DNS gets blamed last and breaks first: my symptom-to-root-cause playbook

#dns #networking #devops #sysadmin

Every incident I have chased that started with "the site is down" and ended in DNS had one thing in common: the error messages pointed everywhere except DNS. Timeouts, TLS warnings, a login screen that spins forever. You go poking at the app, the load balancer, the database, and an hour later it turns out a resolver was handing back a stale answer the whole time.

So I stopped trusting symptoms and started isolating layers. Here is the process I actually run, in order.

Three shapes of the same problem

Almost every DNS failure shows up as one of three things.

NXDOMAIN. The resolver asked the authoritative servers and got a definitive "this name does not exist." Sometimes that is true: an expired domain, a typo. More often the record exists and you are staring at a cache that has not caught up yet. If the name resolves at the authoritative source but your resolver says NXDOMAIN, you are not debugging, you are waiting.

Resolver not responding. Nothing resolves and browsing by name just stops. Usually the resolver itself is unreachable: an ISP outage, a firewall quietly eating port 53 (DNS needs both UDP and TCP), or the wrong resolver addresses in the config.

Slow resolution. Pages hang for a few seconds, then load fast. That is the classic signature of a dead primary resolver, where every lookup burns a full timeout before falling back to the secondary.

The one idea that makes this easy

Separate three questions and never let them blur together:

Can I reach the network at all?
Can I resolve names?
Is the answer I get back correct?

Each step answers exactly one of those.

Reach the network, no names involved:

ping 1.1.1.1

If that fails you have a connectivity problem, not a DNS problem. Stop blaming DNS.

Can you resolve at all:

dig google.com

Raw IP works but names do not? DNS is now confirmed as the failing layer.

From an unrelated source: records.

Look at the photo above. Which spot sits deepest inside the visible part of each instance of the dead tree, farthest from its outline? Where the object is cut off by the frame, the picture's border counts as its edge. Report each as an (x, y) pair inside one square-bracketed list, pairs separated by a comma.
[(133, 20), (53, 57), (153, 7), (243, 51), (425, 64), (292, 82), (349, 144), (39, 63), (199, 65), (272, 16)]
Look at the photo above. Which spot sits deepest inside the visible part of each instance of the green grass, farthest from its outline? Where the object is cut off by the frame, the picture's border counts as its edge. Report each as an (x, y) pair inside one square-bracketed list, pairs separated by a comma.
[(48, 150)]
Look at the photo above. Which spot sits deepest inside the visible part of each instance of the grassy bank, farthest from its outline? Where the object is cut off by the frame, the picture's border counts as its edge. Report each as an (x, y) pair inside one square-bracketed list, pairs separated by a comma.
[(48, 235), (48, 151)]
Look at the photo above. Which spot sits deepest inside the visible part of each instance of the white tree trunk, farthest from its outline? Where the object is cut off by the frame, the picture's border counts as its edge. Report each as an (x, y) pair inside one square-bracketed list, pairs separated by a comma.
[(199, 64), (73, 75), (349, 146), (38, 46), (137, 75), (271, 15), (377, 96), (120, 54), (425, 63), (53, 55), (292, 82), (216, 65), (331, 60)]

Is the answer correct, and whose fault is a bad answer:

dig example.com            # your resolver
dig @1.1.1.1 example.com   # a known-good public one

This is the decisive split. If a public resolver answers correctly and yours does not, the fault is your resolver or the path to it. Point at 1.1.1.1 or 8.8.8.8 and keep working while you fix it. If the public resolver is also wrong, the problem lives at the authoritative side, in the zone itself.

When you suspect a broken delegation, one command settles it:

dig +trace example.com

That walks the chain from the root servers down to the authoritative nameservers and shows every referral. A registrar pointing at the wrong nameservers jumps straight out.

The cache is the liar

The most confusing DNS bugs, the "works on my machine, fails on the server" ones, are almost always stale caches. Flush yours before you theorize:

# macOS
sudo dscacheutil -flushcache; sudo killall -HUP mDNSResponder
# Linux (systemd-resolved)
sudo resolvectl flush-caches
# Windows
ipconfig /flushdns

And because your local cache can lie to you, it helps to get a second opinion from outside your own network. Full disclosure: I build a set of network tools called Trace Warrior, and the DNS lookup runs the query from a neutral vantage point and shows every record type at once, which is the fastest way to tell "my resolver is stale" from "the record is genuinely wrong."

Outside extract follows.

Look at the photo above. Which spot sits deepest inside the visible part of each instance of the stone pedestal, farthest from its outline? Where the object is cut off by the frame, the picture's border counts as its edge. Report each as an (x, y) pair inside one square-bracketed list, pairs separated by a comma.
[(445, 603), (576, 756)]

The other half is not waiting for a human to notice. Most DNS incidents I have seen were a record that changed and nobody clocked it: a fat-fingered edit, or worse, a hijack. We ended up adding a DNS record monitor that watches for drift and alerts the moment an answer changes, because "should this record exist?" is a miserable question to be asking in the middle of an outage.

What actually prevents the next one

Lower TTLs before a planned change, raise them after. A TTL left at 86400 turns a five-minute cutover into a full day of split traffic.
Redundant nameservers on separate networks. Two nameservers on the same subnet is one nameserver wearing a disguise.
Reverse DNS, or your mail quietly stops being delivered.

The whole trick is refusing to guess. Reach, resolve, correct, in that order. Run the steps and DNS stops being mysterious and turns into a short walk to whichever layer is lying to you.

What is the DNS bug that took you longest to catch? Mine was a validating resolver throwing SERVFAIL on a broken DNSSEC signature while everyone else resolved fine. I would genuinely love to hear the one that got you.